- Born: Archibaldo Burns Luján 7 April 1914 Mexico City
- Died: 24 January 2011 (aged 96) Mexico City
- Occupations: Director; producer; screenwriter;
- Spouse(s): Lucinda Urrusti (1948–1954) Beatrice Trueblood (née Aboltins)
- Parents: Archibaldo Burns (father); Carmen Luján Zuloaga (mother);

= Archibaldo Burns =

Mexican film director and screenwriter

Archibaldo Burns Luján (7 April 1914 - 24 January 2011) was a Mexican writer and film director. He was born in Mexico City in 1914. He is the descendant of the Scottish poet Robert Burns.
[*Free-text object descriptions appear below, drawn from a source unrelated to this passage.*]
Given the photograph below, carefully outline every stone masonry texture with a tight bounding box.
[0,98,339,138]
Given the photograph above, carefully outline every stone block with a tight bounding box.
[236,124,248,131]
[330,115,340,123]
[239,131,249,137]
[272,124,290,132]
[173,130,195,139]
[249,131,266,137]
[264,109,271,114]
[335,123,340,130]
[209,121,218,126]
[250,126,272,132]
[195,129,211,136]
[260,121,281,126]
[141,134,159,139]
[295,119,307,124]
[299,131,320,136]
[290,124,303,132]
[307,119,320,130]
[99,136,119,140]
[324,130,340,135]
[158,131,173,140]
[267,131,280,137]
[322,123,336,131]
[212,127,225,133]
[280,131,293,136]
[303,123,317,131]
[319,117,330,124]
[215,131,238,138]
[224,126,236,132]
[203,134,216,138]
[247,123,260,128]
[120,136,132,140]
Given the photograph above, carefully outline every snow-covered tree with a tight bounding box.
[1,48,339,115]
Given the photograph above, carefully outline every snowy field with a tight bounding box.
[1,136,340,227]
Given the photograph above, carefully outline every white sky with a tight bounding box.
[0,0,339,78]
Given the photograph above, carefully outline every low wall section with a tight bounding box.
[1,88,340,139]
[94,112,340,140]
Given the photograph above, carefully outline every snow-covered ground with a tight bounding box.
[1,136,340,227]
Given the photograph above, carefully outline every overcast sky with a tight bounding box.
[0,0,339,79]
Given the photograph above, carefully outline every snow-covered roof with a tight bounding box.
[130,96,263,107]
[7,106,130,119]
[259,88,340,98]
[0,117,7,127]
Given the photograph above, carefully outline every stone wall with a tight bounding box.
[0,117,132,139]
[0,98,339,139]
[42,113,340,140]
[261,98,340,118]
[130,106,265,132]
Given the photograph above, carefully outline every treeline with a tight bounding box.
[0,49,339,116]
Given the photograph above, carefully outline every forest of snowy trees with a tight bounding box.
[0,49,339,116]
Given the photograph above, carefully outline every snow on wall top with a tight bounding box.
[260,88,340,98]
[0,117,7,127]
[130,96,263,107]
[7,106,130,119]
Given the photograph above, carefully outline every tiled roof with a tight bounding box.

==Career as film director==
He was sent to Europe at the age of 12, studying in England and then France. Upon his return to Mexico, he administered the cotton ranches of his family in Torreón, Coahuila. At the same time, he became interested in cinema. His first collaboration was with Alejandro Galindo in Refugiados en Madrid (1938). He also worked with Chano Urueta in La noche de los mayas (1939).

His first solo effort as director was the short film Perfecto luna (1959), based on a story by Elena Garro. This movie was entered at the Cannes Film Festival but had the misfortune of being shown in a defective copy. It was lost in a fire at the former Cineteca Nacional in Mexico City.

Burns made his feature film debut with Juego de mentiras (1967); it was later released commercially under the title La venganza de la criada. Other films such as Juan Pérez Jolote (1973), adapted from a novel by Ricardo Pozas, and the short film Un agujero en la niebla (1967) won awards at international film festivals. He also adapted and directed Oficio de tinieblas (1979), based on a novel by Rosario Castellanos.

Some of his films suffered the censure of censors, such as El reventón (1975).

==As a writer==
As a writer, Burns has published novels (En presencia de nadie, 1964 and Botafumeiro, 1994) and short stories (Los presentes, 1954 and El Cuerpo y el delito, 1966). He was a student of Seki Sano, the Japanese director who taught in Mexico for many years. As a theatre director, he staged La paloma de Amuy by Jean Anouilh in 1953.